When our kids went to primary school, once a term they would be sent home with a sales brochure from a company called “Scholastics”.
Inside this work of fiction were adverts for books and toys. My suspicion is the school was incentivised to hand this magazine out with kick backs in terms of money or “free” books for the school library and the Principal justified this because it encouraged the kids to request their parents to let them buy and read books.
Except, the kids were never interested in the books, but the toys grabbed their attention.
The adverts for the toys were case studies in creative marketing. What do I mean? This, for example.

The “Ultimate Spy Mission Kit” for just 25 bucks? What could possibly go wrong?
Well, let’s ask customer reviewer, S. Poyser:
Bought kit through loop book club. Spy ear – wires came off the circuit board during first use. Very disappointed 7yo. No circuit diagram to figure out how to reconnect it, even if I had a soldering iron.
That was the experience of our kids with everything they were tricked into splurging their hard-earned pocket money for.
Yesterday, I spoke to my now teenage daughter about the cycle of emotions she experienced during these purchases. First came the excitement of realising she could afford such a wonderful and life-changing toy. Then the anticipation and delayed gratification until the delivery. The unwrapping and playing brought a mild disappointment followed by grief and upset when the inevitable happened and the cheap plastic shite broke in her hands.
Rinse and repeat next term.
Our kids generally took three cycles of this until they realised Scholastic was a cynical wealth redistribution project to relieve kids of their pocket money in return for useless Chinese-manufactured crap.
I use this example frequently when trying warn my kids about falling for the sunk cost fallacy.
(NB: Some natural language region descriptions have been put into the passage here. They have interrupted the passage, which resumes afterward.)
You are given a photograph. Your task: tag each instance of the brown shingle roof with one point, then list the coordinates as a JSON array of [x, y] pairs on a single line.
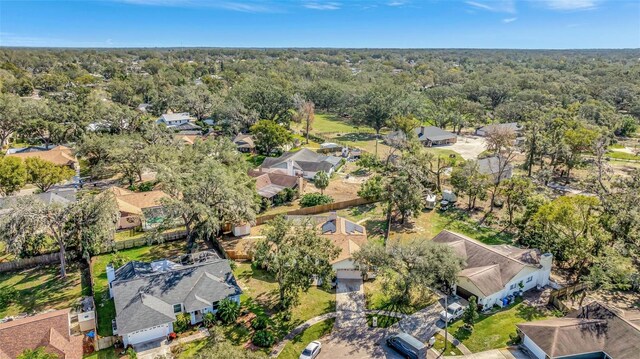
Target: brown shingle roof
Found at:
[[488, 267], [593, 329], [49, 330]]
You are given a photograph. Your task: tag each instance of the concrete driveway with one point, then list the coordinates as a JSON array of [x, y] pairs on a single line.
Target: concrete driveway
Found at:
[[353, 338]]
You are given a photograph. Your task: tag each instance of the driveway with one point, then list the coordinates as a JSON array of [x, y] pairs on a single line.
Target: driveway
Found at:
[[469, 147], [352, 337], [350, 304]]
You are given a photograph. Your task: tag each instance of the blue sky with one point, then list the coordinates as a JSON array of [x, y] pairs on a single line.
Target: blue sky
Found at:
[[536, 24]]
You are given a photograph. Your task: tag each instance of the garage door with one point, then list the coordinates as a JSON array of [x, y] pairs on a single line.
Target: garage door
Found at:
[[146, 335], [348, 274]]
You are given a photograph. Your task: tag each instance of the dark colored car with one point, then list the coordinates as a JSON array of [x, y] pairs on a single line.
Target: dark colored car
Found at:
[[407, 346]]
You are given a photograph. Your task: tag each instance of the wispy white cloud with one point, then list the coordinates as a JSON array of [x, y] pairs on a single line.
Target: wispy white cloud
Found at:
[[571, 5], [322, 6], [507, 6], [242, 6]]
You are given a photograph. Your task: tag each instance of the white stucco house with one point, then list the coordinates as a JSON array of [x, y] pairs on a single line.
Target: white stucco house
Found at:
[[149, 296], [346, 235], [494, 272], [175, 119], [305, 163]]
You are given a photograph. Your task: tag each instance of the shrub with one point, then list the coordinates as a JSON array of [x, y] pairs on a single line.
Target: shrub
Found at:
[[263, 338], [228, 310], [315, 199], [260, 322], [182, 322], [209, 319], [8, 296]]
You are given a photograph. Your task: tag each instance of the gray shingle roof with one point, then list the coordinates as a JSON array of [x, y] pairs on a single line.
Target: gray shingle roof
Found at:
[[490, 268], [144, 297], [432, 133], [305, 160]]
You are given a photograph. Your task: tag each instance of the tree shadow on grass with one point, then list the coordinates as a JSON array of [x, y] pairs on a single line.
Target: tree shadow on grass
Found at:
[[357, 137]]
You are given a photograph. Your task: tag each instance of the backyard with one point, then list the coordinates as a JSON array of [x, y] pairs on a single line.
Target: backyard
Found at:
[[496, 330], [41, 288], [104, 305]]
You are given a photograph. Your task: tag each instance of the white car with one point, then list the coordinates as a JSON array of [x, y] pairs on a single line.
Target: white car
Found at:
[[311, 351], [453, 312]]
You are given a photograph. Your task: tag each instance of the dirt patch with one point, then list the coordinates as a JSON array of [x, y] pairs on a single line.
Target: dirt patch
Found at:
[[469, 147]]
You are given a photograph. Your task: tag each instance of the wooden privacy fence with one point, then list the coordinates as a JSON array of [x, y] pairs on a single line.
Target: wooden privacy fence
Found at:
[[142, 241], [30, 262], [316, 209]]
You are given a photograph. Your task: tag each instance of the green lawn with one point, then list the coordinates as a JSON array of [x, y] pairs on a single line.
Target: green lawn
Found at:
[[377, 300], [42, 288], [293, 349], [105, 307], [494, 331], [439, 346], [259, 287], [384, 321], [325, 123]]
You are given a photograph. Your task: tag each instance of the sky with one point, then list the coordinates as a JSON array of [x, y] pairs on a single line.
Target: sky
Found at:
[[521, 24]]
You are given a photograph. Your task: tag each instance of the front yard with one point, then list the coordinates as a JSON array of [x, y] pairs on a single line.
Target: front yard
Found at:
[[41, 288], [496, 330], [104, 305], [293, 349]]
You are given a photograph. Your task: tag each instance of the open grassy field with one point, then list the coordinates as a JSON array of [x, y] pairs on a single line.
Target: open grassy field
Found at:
[[439, 346], [325, 123], [293, 349], [377, 300], [259, 287], [41, 288], [495, 330], [105, 307]]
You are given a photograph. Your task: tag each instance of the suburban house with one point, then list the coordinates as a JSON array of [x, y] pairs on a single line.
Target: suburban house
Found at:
[[148, 296], [244, 143], [511, 126], [304, 162], [346, 235], [593, 332], [493, 272], [427, 135], [59, 155], [139, 209], [269, 184], [172, 120], [51, 331], [492, 166]]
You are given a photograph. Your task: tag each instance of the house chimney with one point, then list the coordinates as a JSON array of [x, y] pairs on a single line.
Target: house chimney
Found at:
[[300, 186]]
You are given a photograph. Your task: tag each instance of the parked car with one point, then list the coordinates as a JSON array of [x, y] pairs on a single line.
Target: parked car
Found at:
[[311, 351], [453, 312], [407, 346]]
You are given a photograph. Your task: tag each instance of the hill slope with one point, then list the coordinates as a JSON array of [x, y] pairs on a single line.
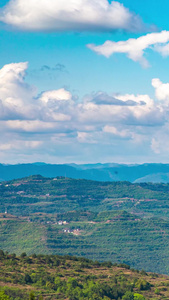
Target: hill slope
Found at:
[[99, 172]]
I go on to explain how gamblers often trick themselves into throwing more money after their losses in the hope of a big win to make them whole again.
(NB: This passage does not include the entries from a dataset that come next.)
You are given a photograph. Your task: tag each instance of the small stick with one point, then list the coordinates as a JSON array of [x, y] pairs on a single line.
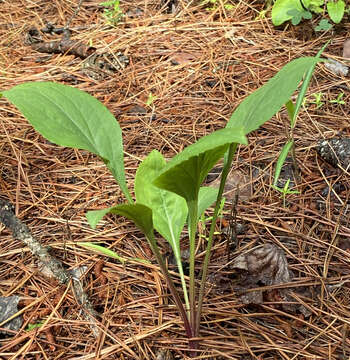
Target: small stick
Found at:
[[48, 263]]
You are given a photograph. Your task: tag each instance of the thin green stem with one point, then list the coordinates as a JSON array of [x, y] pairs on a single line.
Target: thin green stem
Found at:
[[225, 171], [172, 288], [192, 226], [184, 286]]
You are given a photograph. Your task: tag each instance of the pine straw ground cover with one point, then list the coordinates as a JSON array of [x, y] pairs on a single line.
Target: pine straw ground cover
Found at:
[[200, 64]]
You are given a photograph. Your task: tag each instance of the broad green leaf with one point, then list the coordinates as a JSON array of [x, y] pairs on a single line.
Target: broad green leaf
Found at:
[[290, 109], [185, 172], [265, 102], [140, 214], [315, 6], [281, 10], [281, 159], [207, 196], [70, 117], [169, 210], [304, 86], [336, 10]]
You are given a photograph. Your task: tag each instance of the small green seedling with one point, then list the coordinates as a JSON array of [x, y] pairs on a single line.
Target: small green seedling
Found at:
[[297, 10], [318, 100], [168, 194], [112, 12], [151, 99], [285, 191], [339, 100], [215, 3], [323, 25]]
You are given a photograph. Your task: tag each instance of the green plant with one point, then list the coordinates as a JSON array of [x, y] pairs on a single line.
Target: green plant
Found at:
[[112, 11], [317, 100], [323, 25], [339, 100], [293, 111], [168, 194], [285, 191], [296, 10], [213, 4]]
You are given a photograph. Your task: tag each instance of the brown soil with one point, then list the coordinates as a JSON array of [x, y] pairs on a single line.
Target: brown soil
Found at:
[[200, 64]]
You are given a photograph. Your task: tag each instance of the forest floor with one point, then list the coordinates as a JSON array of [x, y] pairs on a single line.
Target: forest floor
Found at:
[[199, 64]]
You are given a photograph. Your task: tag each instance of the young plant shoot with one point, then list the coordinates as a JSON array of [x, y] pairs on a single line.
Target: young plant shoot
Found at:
[[168, 194]]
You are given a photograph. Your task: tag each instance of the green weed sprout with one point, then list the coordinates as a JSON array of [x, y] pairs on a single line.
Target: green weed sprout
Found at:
[[167, 194], [112, 11], [339, 100], [318, 100], [285, 191], [297, 10]]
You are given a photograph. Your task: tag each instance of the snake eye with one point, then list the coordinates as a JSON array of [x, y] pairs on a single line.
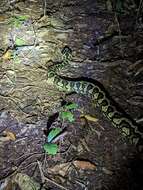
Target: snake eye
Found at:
[[66, 50]]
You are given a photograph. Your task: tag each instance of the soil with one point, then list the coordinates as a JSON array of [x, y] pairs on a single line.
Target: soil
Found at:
[[106, 38]]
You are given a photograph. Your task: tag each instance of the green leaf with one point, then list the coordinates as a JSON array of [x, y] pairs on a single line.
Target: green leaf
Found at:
[[53, 133], [71, 106], [67, 115], [19, 42], [50, 149]]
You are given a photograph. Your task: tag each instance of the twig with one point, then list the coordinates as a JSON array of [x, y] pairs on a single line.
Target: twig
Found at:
[[47, 179], [45, 7], [53, 182]]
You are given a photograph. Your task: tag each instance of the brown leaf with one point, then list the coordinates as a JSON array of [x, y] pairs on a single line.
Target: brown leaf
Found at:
[[61, 169], [84, 165], [89, 118], [10, 135]]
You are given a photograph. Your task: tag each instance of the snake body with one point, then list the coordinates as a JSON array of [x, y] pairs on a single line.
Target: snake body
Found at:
[[119, 119]]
In completely unrelated news worth considering as you queue for your third and fourth booster shot, international flight routes have been shut down again, Central European countries are back in various versions of lockdown and masks are back to compulsory fashion wear in shops and public transport in the UK.
Bill’s Opinion
Remember how elated you felt when the vaccines were announced?
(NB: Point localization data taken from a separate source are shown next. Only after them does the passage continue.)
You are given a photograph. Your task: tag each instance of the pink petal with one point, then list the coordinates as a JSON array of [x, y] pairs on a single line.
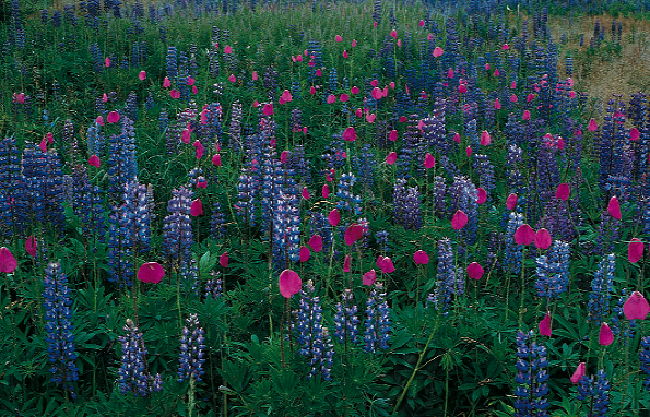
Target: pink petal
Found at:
[[605, 337], [420, 257], [370, 277], [636, 307], [151, 273], [224, 259], [334, 217], [347, 263], [563, 191], [316, 243], [475, 270], [545, 328], [481, 195], [290, 283], [30, 245], [525, 235], [429, 161], [353, 233], [580, 371], [614, 208], [459, 220], [511, 201], [543, 239], [635, 250], [304, 254], [349, 134]]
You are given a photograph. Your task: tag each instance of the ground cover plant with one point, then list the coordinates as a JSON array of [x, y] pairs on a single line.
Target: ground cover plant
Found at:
[[214, 208]]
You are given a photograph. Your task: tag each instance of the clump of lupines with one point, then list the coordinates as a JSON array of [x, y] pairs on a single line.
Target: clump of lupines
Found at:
[[531, 377], [596, 390], [312, 337], [450, 281], [191, 357], [406, 205], [177, 226], [377, 323], [58, 328], [345, 318], [602, 288], [133, 376], [553, 271]]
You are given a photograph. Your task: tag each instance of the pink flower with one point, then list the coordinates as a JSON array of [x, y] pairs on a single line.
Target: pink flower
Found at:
[[635, 250], [525, 235], [420, 257], [316, 243], [196, 208], [353, 233], [304, 254], [545, 328], [151, 273], [267, 109], [325, 191], [369, 278], [459, 220], [334, 217], [614, 208], [113, 117], [290, 283], [475, 270], [429, 161], [580, 371], [30, 245], [543, 239], [349, 134], [347, 263], [94, 161], [636, 307], [511, 201], [605, 336]]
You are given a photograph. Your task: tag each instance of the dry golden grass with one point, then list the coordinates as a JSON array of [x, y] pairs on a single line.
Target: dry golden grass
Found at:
[[624, 75]]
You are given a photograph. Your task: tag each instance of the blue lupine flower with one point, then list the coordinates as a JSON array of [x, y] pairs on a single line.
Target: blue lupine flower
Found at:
[[644, 359], [553, 271], [58, 328], [377, 324], [191, 357], [602, 288], [345, 318], [531, 377], [132, 375]]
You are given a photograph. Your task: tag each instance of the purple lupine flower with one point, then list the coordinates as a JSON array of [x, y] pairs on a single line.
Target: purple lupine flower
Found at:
[[553, 271], [191, 358], [214, 286], [644, 359], [531, 377], [406, 205], [132, 375], [345, 318], [378, 323], [177, 226], [602, 288], [58, 328]]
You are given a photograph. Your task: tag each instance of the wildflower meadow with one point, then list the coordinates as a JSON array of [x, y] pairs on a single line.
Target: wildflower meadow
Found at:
[[325, 208]]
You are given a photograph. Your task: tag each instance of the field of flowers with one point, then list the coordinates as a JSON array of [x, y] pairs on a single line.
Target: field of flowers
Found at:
[[320, 208]]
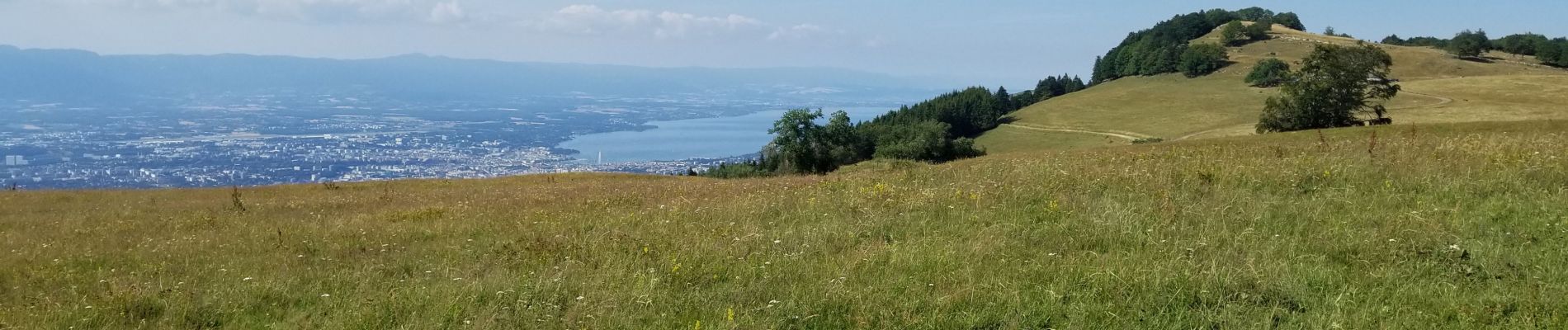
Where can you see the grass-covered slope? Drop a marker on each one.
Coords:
(1390, 227)
(1438, 88)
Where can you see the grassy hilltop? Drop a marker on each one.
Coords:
(1438, 88)
(1456, 218)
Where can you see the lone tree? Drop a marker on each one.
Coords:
(1202, 59)
(1233, 33)
(1470, 45)
(1334, 85)
(1269, 73)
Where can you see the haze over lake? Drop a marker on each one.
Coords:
(695, 138)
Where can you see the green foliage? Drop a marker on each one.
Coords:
(752, 169)
(1393, 40)
(1235, 33)
(1202, 59)
(1269, 73)
(1470, 45)
(1526, 45)
(1554, 52)
(799, 143)
(1159, 49)
(923, 141)
(1334, 85)
(1289, 21)
(1258, 30)
(1423, 41)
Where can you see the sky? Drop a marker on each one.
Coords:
(968, 43)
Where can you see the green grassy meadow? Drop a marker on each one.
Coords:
(1430, 225)
(1175, 106)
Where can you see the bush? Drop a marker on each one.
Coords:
(1202, 59)
(1269, 73)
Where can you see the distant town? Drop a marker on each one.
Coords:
(281, 138)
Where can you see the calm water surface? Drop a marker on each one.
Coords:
(693, 138)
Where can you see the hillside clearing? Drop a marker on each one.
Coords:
(1217, 105)
(1390, 227)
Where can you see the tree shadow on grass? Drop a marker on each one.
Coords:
(1479, 59)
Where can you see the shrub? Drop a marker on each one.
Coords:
(1202, 59)
(1269, 73)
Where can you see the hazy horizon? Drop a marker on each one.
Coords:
(999, 43)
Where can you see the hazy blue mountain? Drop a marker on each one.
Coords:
(78, 74)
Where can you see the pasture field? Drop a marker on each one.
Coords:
(1429, 225)
(1437, 88)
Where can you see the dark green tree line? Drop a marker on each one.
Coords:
(1269, 73)
(1159, 49)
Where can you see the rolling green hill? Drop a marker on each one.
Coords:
(1462, 225)
(1438, 88)
(1454, 218)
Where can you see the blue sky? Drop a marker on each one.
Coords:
(968, 43)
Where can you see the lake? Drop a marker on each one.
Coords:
(695, 138)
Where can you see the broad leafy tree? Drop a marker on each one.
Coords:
(1235, 33)
(1393, 40)
(1526, 45)
(1470, 45)
(1336, 85)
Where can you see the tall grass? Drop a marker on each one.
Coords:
(1435, 225)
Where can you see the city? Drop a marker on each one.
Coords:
(345, 136)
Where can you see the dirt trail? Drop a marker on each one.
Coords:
(1120, 134)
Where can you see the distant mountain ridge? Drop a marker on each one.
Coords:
(78, 74)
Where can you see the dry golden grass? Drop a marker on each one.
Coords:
(1391, 227)
(1175, 106)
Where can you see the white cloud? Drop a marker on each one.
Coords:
(447, 13)
(799, 31)
(437, 12)
(588, 19)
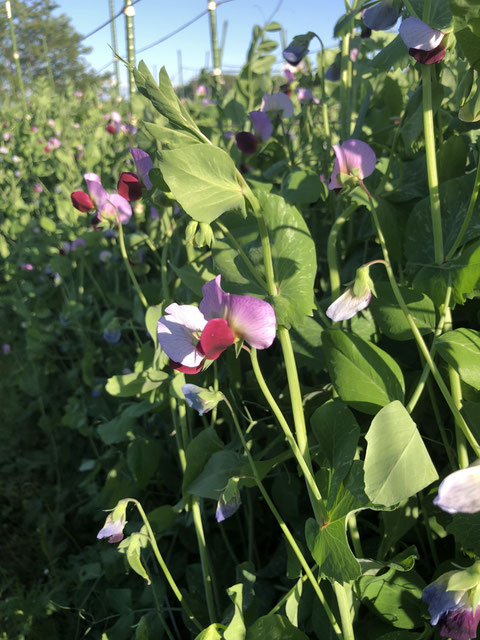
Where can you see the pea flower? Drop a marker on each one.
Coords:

Perhaps you downloaded the vaccine passport with a little frisson of glee once that second shot had been given and the two weeks for it to “bed in” had elapsed?
Did you post a virtue signalling selfie on Instagram or LinkedIn urging everyone to do the right thing and get jabbed so we could /checks notes/ get back to normal?
How’s that investment going for you now?
Perhaps I might interest you in the exquisite rampant mackerel ashtray, diligently fashioned in blue onyx?